Over the years, Marion Pettie developed a reputation more notorious than even Mailer’s, and he never stabbed anybody. His hostel at the foot of the Old Rag Mountain in Virginia would turn into an open land commune, which in turn would become an experimental lifestyle collective called The Finders. On February 6, 1987, police in Tallahassee, Florida arrested two Finders for babysitting a half-dozen of the group’s children in a public park. The men refused to cooperate when questioned—they were following Pettie’s philosophy of never talking to cops—so social services took custody of the children. During a press conference the next day, Tallahassee Police Department officials said that The Finders were just one node in a national network of satanic cults.

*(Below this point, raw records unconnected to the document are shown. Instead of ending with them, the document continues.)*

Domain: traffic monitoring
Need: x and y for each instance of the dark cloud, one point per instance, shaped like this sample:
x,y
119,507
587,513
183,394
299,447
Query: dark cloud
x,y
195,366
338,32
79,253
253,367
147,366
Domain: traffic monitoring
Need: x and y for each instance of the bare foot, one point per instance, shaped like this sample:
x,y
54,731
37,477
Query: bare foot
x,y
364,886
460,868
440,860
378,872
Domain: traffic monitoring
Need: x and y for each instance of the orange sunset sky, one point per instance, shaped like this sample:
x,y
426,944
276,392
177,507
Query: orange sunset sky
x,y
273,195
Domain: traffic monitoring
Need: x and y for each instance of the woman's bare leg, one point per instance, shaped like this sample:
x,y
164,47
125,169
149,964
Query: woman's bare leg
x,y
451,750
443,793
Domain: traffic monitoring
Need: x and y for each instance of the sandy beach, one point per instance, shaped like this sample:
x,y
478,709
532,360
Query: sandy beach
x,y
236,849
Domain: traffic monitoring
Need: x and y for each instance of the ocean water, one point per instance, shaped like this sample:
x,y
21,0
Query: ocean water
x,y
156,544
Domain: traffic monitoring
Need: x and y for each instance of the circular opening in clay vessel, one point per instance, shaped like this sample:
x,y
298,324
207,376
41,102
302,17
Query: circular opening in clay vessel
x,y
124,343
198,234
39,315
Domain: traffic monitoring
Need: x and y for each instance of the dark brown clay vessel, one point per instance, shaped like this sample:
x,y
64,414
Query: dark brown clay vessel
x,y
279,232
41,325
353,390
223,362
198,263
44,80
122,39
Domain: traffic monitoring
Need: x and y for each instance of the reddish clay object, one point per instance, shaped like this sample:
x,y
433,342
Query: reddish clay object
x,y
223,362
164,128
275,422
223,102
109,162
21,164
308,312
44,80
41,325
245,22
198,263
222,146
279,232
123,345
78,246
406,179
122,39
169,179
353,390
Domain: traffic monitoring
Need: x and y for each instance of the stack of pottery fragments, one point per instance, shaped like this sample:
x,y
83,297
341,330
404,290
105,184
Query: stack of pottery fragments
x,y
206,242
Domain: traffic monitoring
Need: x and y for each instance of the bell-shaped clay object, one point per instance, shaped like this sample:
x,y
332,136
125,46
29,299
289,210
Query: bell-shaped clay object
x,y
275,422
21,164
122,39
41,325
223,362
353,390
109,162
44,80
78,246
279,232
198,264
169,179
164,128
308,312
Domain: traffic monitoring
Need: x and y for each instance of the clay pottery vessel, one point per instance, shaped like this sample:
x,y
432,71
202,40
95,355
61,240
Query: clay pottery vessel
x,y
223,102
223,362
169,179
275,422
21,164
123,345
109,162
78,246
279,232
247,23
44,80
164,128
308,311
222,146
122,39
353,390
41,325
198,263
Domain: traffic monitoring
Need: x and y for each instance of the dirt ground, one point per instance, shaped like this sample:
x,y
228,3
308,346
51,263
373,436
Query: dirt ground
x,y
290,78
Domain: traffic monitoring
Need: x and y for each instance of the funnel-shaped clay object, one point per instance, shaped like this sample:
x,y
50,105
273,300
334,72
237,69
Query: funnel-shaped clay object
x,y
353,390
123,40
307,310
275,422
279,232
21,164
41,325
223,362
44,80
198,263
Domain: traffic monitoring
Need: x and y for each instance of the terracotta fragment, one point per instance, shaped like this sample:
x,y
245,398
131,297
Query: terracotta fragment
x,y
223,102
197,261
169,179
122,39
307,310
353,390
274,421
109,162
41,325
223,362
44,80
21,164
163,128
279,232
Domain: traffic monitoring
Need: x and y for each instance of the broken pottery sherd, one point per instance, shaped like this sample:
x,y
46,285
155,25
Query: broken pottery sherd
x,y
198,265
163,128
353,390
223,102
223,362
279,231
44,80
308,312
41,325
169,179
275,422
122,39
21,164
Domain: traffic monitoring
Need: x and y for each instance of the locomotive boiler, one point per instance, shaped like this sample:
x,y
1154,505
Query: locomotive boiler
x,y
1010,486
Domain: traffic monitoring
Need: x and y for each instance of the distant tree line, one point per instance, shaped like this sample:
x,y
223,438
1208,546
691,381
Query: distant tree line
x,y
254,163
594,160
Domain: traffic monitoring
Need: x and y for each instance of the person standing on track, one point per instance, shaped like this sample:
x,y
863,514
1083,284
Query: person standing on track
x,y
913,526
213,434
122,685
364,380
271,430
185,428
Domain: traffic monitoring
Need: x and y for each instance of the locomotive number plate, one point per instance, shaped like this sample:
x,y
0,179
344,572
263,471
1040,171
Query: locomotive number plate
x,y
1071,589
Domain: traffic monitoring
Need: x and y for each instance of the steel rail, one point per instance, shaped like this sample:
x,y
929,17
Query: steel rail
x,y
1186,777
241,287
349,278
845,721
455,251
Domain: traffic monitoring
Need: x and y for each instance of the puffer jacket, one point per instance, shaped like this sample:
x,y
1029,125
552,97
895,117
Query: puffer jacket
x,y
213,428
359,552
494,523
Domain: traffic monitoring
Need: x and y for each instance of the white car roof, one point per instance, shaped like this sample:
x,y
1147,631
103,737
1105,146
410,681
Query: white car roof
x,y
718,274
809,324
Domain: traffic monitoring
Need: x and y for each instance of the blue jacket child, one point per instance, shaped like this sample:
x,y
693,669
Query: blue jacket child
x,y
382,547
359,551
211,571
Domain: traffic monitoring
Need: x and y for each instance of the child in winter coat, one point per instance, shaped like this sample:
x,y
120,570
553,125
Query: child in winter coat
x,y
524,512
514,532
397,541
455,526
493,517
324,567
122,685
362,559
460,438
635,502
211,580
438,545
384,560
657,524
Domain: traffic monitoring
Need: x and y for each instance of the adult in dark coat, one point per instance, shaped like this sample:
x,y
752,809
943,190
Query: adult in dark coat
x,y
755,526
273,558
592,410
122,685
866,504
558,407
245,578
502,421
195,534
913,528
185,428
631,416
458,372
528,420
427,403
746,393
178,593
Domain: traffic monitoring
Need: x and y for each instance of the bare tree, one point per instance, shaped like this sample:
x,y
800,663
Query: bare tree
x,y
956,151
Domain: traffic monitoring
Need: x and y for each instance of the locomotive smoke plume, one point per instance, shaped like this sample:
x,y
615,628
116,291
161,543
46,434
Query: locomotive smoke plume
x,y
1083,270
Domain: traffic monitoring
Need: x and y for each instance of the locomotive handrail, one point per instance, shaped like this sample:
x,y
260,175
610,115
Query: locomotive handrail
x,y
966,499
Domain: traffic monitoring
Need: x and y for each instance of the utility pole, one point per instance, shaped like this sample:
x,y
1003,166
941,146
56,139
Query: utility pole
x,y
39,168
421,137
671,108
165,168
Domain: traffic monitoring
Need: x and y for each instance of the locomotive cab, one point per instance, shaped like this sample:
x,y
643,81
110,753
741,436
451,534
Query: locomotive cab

“As far as we're concerned, this goes from coast to coast and from Canada to Mexico,” police spokesman Scott Hunt said in a press conference, offering no proof whatsoever of his claim.

This was during the Satanic Panic, a nationwide moral panic that accused non-Satanists of being Satanists, and accused Satanists of kidnapping children and using them in rituals. None of this was true, however, and by 1994 this fact began to dawn on law enforcement. That year, a study by the National Center on Child Abuse and Neglect looked at 12,264 accusations of ritual abuse and couldn’t find clear, corroborating evidence to back up any of the claims. Not one.

Pettie died in 2003, but every year his notoriety grows. Not as a philosopher, which is how he would’ve like to have been remembered, and not even as the host of a wrestling match between a Pulitzer Prize-winning author and the Number Two Beatnik in Washington, D.C. Instead, his reputation is cemented among conspiracy theorists and true crime buffs as the mastermind behind a CIA child abuse operation that never existed.

America is a violent country, and that violence comes for everybody at some point. How it manifests can hardly be predicted, but it is certain to make an appearance. Maybe you’ll be stabbed by your psychotic husband. Or maybe you’ll be implicated in a non-existent CIA child abuse plot and angry internet trolls will badger you for the rest of your life. Maybe you’ll be recruited into the Army, or maybe you’ll be born into the wrong family. The possibilities are endless, and they’re all ugly.

I’d like to believe that justice comes to all of us at some point as well, even if few will live long enough to see it.